Feb 13 2006
Researchers in the U.S. say that deleting a specific gene in the brain of mice that have been conditioned to be depressed, has the same effect as antidepressants.
Dr. Eric Nestler, chairman of psychiatry at the University of Texas Southwestern Medical Center and the study's senior author, says that disabling a memory molecule in the brain lifts depression in mice as effectively as using antidepressants.
It seems the depressed mice became more sociable when researchers deleted a memory molecule from their brains; scientists say they believe the finding might help treat human conditions such as social phobia and post-traumatic stress.
According to Dr Olivier Berton the report's lead author, they targeted a molecule in a section of the brain known to be related to sensations of pleasure and danger, often called the reward pathway, which has been studied in relation to drugs that are abused.
Deleting the molecule from this part of the brain meant that the mice were never depressed and fearful, Berton says, even though conditions were set up that normally would make them run and hide.
Mice are normally considered to be social animals, easily approaching and greeting unfamiliar mice.
But it seems that when strange mice are aggressive, a mouse over time becomes timid and withdrawn.
Giving the timid mice antidepressants such as Prozac improves their behavior, but so does deleting a gene called BDNF, which helps regulate the release of the neurotransmitter dopamine, a key substance that carries signals from one nerve cell to another, in the brain's reward pathway.
Dr. Nestler and his colleagues exposed mice to daily bouts of "social defeat," in which they encountered aggressive mice that overcame them in fights.
This training went on for 10 days.
The mice eventually became "defeated," no longer approaching unfamiliar mice, and four weeks later, the defeated mice still avoided other mice, not only their former bullies but even smaller and more docile mice.
However when given the antidepressant drugs Prozac or Tofranil, the defeated mice's social interaction improved.
Dr. Nestler says the important point is that the antidepressant worked over a long period, not just short-term, thus resembling human treatment.
The researchers hypothesized that the ventral tegmental area may be the source of BDNF in the nucleus accumbens and that this BDNF is important in shaping behavior. To test the theory, the researchers used viral gene transfer to delete the BDNF gene in the ventral tegmental area.
Mice lacking the gene did not become depressed when exposed to bullies, showing that BDNF signals from the ventral tegmental area to the nucleus accumbens are critical for animals to learn aspects of social experiences.

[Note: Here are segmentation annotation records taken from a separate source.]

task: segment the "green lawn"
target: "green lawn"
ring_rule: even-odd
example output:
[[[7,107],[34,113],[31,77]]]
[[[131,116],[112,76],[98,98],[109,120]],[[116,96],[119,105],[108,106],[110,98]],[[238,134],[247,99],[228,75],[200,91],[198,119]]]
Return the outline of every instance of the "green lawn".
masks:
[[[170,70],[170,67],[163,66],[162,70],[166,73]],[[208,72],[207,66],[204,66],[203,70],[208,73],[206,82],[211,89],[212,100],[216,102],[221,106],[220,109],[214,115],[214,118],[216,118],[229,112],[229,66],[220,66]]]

The loss of withdrawn behavior in mice lacking the BDNF gene echoes the behavior of mice treated with antidepressants, the researchers said.
Moreover, removal of the BDNF gene induced many of the same long-lasting changes in the nucleus accumbens as caused by chronic antidepressant treatment.
Deleting the molecule involved anesthetizing the mice, then injecting this very specific part of their brains with a virus that disables the molecule.
Berton says this kind of technique has been used experimentally in research into Parkinson's disease, and they believe that BDNF is essential in shaping changes in nerve pathways and behavior associated with social stress.
The next step says Dr.Berton, is to record the electrical activity of brain cells in the reward pathway in the mice as they undergo these tasks.